Canadian Finance Minister Jim Flaherty shouldn’t interfere with mortgage pricing set by the country’s lenders, Bank of Nova Scotia Chief Executive Officer Richard Waugh said.
Flaherty, who has taken steps to cool the housing market in a bid to avert a crash, raised concerns last month over reduced five-year mortgage rates offered by Bank of Montreal and Manulife Financial Corp. amid record levels of household debt in Canada. Both lenders have since increased rates.
“I understand why the finance minister is concerned about the Canadian economy, but I just philosophically don’t think” government should be setting product pricing, Waugh said yesterday in an interview in Halifax, Nova Scotia, where the bank held its annual shareholders meeting. “Despite the difficulties of central banks to use interest rates, the alternative of trying to manage specific products or prices, to me, is fraught with difficulty.”

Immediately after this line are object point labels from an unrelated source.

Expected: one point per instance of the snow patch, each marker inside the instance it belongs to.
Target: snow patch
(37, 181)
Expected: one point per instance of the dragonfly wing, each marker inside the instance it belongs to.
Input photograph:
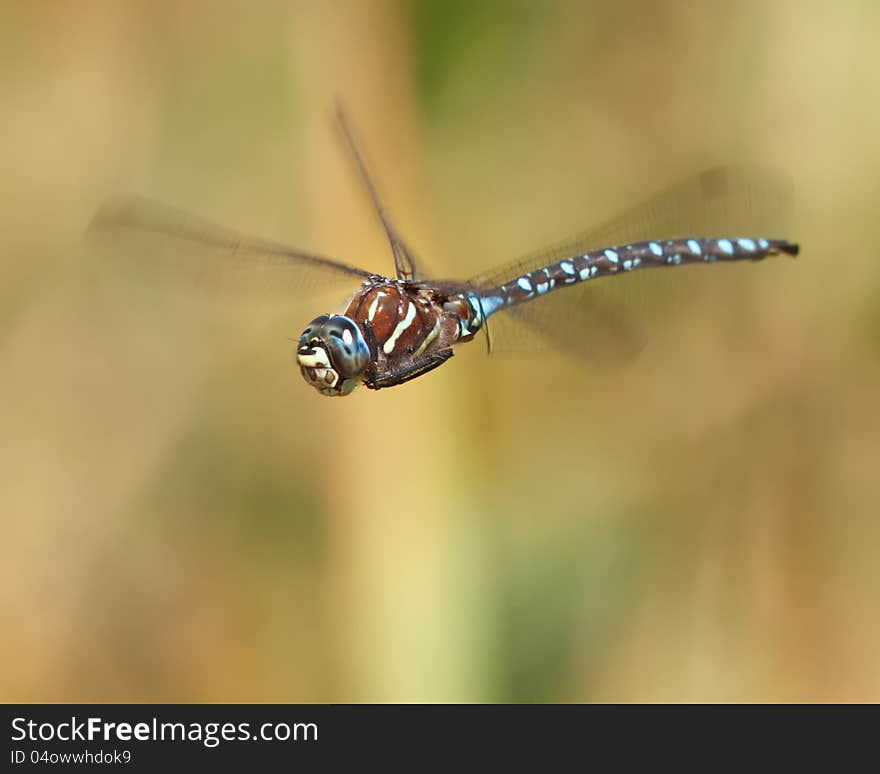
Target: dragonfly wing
(609, 321)
(733, 201)
(158, 240)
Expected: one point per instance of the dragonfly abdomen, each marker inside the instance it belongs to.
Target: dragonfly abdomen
(614, 260)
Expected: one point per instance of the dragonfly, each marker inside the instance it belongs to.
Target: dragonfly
(393, 329)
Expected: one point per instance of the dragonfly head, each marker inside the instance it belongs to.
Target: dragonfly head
(332, 354)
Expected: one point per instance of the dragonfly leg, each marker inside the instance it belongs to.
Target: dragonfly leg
(410, 371)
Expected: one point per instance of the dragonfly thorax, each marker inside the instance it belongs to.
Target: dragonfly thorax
(332, 354)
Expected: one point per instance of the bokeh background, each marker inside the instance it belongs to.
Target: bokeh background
(184, 520)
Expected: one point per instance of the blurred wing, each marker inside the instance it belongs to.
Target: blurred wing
(609, 320)
(159, 240)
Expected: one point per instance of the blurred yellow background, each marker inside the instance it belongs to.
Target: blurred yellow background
(183, 519)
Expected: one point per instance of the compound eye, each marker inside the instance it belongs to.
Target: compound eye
(348, 351)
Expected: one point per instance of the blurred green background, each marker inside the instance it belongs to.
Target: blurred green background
(183, 519)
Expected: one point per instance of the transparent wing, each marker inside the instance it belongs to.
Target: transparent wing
(156, 239)
(404, 260)
(733, 201)
(609, 320)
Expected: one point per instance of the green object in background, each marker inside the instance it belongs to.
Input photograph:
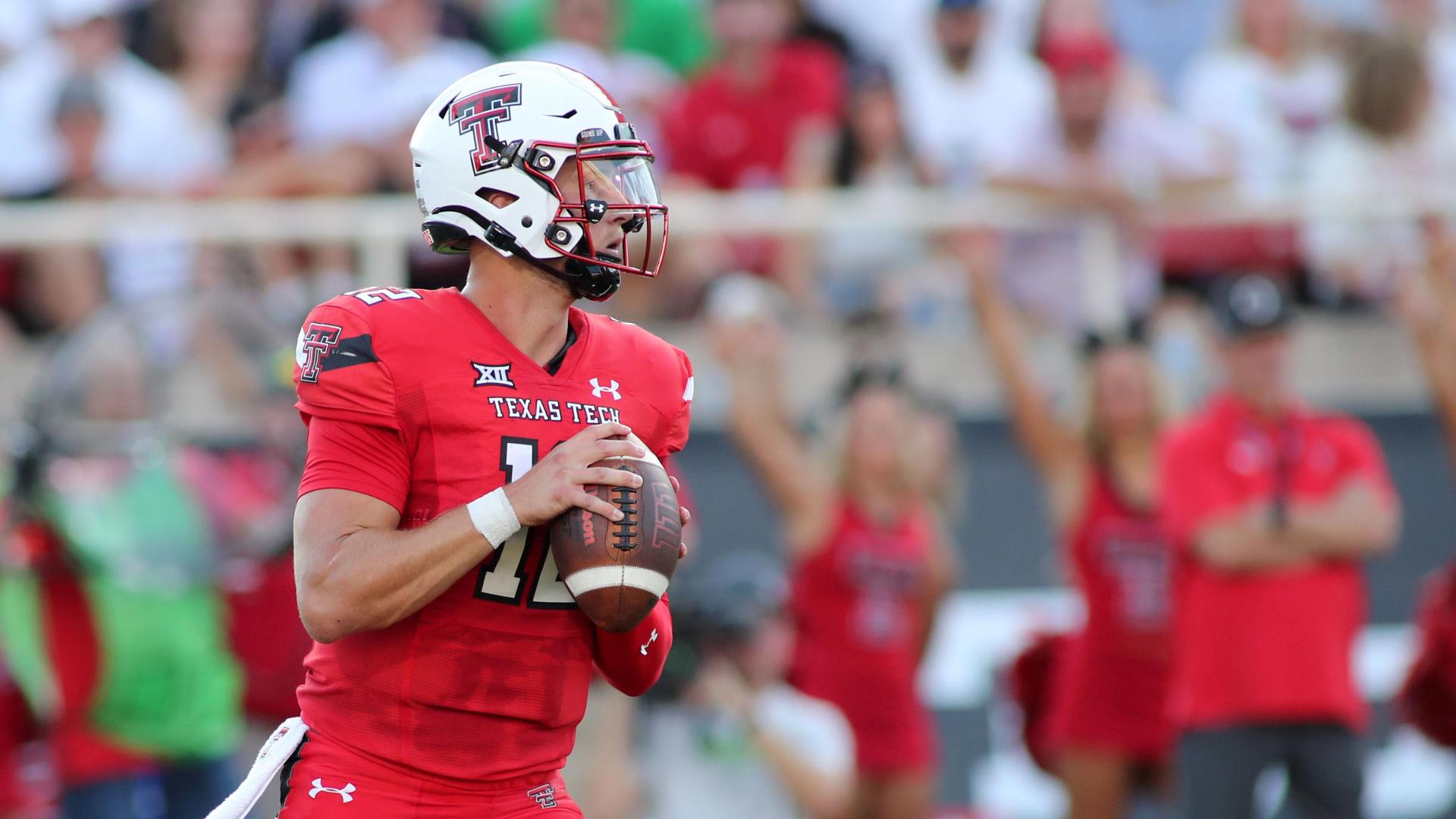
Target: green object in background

Scotiabank hasn’t been approached “that I’m aware of,” by Flaherty over the Toronto-based bank’s mortgage rates, said Waugh, 65. He said Canada will have a “soft landing” in the housing market instead of a full-scale crash.
“Volumes for mortgage brokers and banks will be affected, but I don’t see it as a credit event of any significance,” said Waugh. Kathleen Perchaluk, a spokeswoman for Flaherty, didn’t return e-mails seeking comment.
Canada’s third-largest bank may expand in unsecured lending, such as credit cards, Waugh said. The bank had avoided expansion in that area in the aftermath of the financial crisis, he said.
Bank of Nova Scotia rose 1.8 percent to C$58.39 in Toronto, the biggest one-day advance since June.
“The unsecured credit card and personal loan portfolio has behaved better than we thought,” said Waugh, who is also a vice chairman of the Institute of International Finance. “As the world is healing, I think that gives us an opportunity to expand what we call our risk appetite and take more of a prudent risk on our unsecured credit.”
In October, Waugh relinquished his role as president and was succeeded by Brian Porter, paving the way for an eventual transition to the top job. Waugh declined to say when he will retire and wouldn’t say whether he will still be CEO at the bank’s next annual meeting in Kelowna, British Columbia.
“It’s not imminent, but it will happen in a timely manner,” Waugh said. “There’s lots of things I’m planning to do and healthy to do. There will be a time, but I’m not going to disclose that right now.”
One of the issues Waugh plans to pursue as CEO and into his retirement is urging Canadian companies to boost trade with emerging-markets countries, the subject of his speech at yesterday’s shareholder meeting. In addition to his own bank, Waugh cited Linamar Corp. and Magna International Inc. as firms that have seized the opportunity.
“There is this sense of, perhaps, growing protectionism,” in countries such as the U.S., Waugh said. “It has to be done right now, because it’s not going to get better. The European and American companies are going to get stronger and boy, when that comes, competition’s really going to be keen.